今日は算数プリントの間違いが少なくて、先生に「あとひとがんばりね。」と赤ペンで書いてもらってきたようだ。 それで嬉しくなって、こんな表を作っていたのらしい。 ま、意欲は買うんだけど、この表を作るのにかれこれ小一時間。 肝心の宿題プリントに取り掛かったのは、夕食後、眠くなってから。 はぁ、ぼちぼち頑張ろうね。
絵を書くのが得意な子。 漢字を覚えるのが得意な子。 卵を焼くのが得意な子。 友達を作るのが得意な子。 同じように育てていても、決しておんなじには育たない。 それでいいのだと思う心と、なぜ出来ないと焦れる気持ちと。 迷う母の気持ちを、元気で力強いエンピツ書きの線がふっとほころばせてくれる。 これがアプコの才能。
12月17日、オニイの誕生日。 16歳。 おめでとう
「もう、『盗んだバイクでは〜しりだす♪』が出来ない年齢になったね。

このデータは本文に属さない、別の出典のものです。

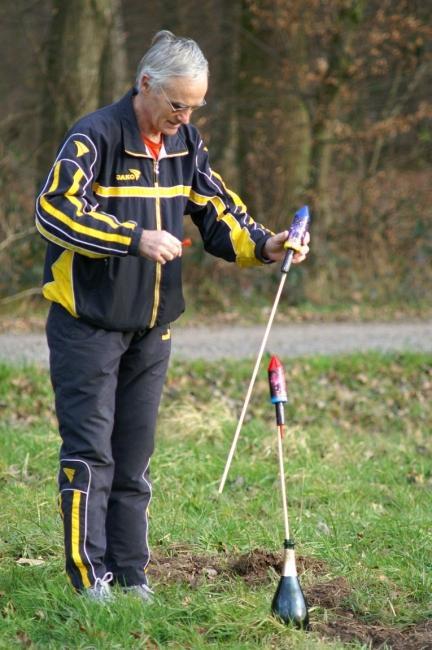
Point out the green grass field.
[0,354,432,650]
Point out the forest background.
[0,0,432,314]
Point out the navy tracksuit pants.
[47,303,171,590]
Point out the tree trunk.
[38,0,125,184]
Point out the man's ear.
[138,74,150,94]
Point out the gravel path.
[0,321,432,366]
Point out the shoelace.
[93,571,114,591]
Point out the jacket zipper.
[149,160,162,327]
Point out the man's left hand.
[263,230,310,264]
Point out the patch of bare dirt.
[149,545,432,650]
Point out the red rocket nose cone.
[268,355,282,372]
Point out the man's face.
[141,77,207,135]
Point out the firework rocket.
[268,356,288,432]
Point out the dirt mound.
[149,545,432,650]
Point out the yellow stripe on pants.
[71,490,91,587]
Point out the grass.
[0,354,432,650]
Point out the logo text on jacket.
[116,169,141,181]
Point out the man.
[36,31,308,601]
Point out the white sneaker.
[82,571,113,602]
[123,584,154,603]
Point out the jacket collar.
[117,88,189,158]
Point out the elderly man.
[36,31,308,601]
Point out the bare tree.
[38,0,127,178]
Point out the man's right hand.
[138,230,182,264]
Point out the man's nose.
[179,108,192,124]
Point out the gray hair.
[136,29,208,88]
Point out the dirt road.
[0,320,432,366]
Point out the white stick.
[278,427,290,539]
[219,273,287,494]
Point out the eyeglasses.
[159,86,207,113]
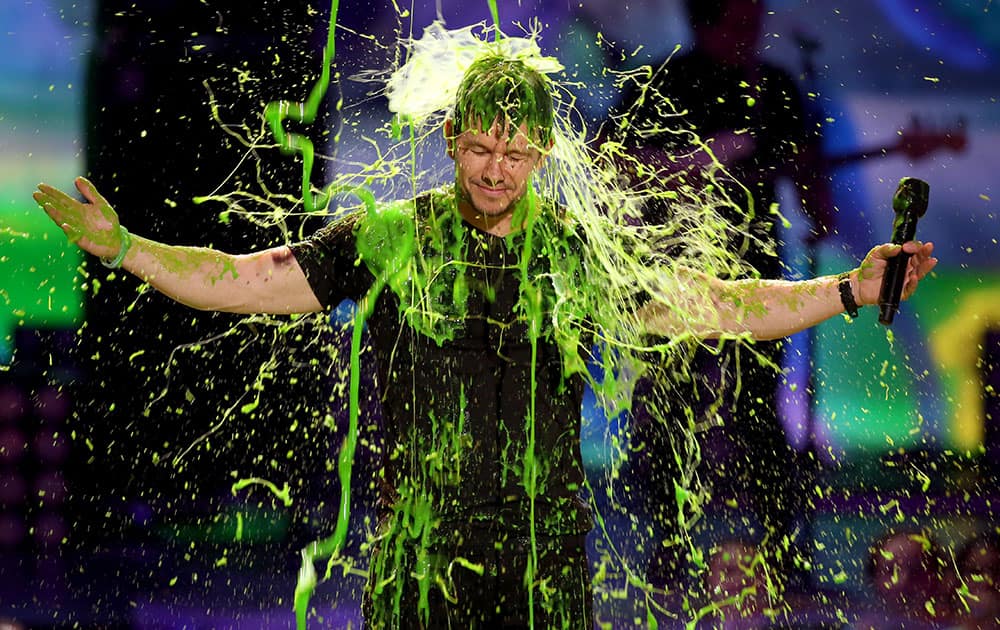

」 と昨日からゲンが何度も同じ歌を歌う。 そうか、あの孤独な目をしたロック歌手は、オニイの年齢の時にはもう、そういう主張を発信していたのだったか。 大きく曲がりもせず、かといって無理なジャンプをしたり破天荒な方向転換をしたりすることもなく、淡々と成長していくオニイ。 それでも母にとっては、何かと気にかかる第一子。 よくぞここまで大きくなったなぁという思いと、これからどんな青年に育っていくのだろうという思いと・・・。 気がつけば、今日、オニイは父の背丈をこっそりと追い抜いていた。
誕生日のご馳走のリクエストは、「石狩鍋」 TVの料理番組を見て急に食べたくなったという。 どんな鍋だかよく知らないけれど、いつもの寄せ鍋に切り身の鮭と冷凍の牡蠣を投入したら、うまいうまいとたくさん食べた。 「16歳になってもケーキは要るの?」と訊いたら、 「やっぱりケーキがなくちゃぁ・・・」とチョコレートのカットケーキが御所望。小さなケーキに自分で16本のキャンドルを立てて、兄弟たちの歌うハッピーバースディに歌に照れながら、ふーっ!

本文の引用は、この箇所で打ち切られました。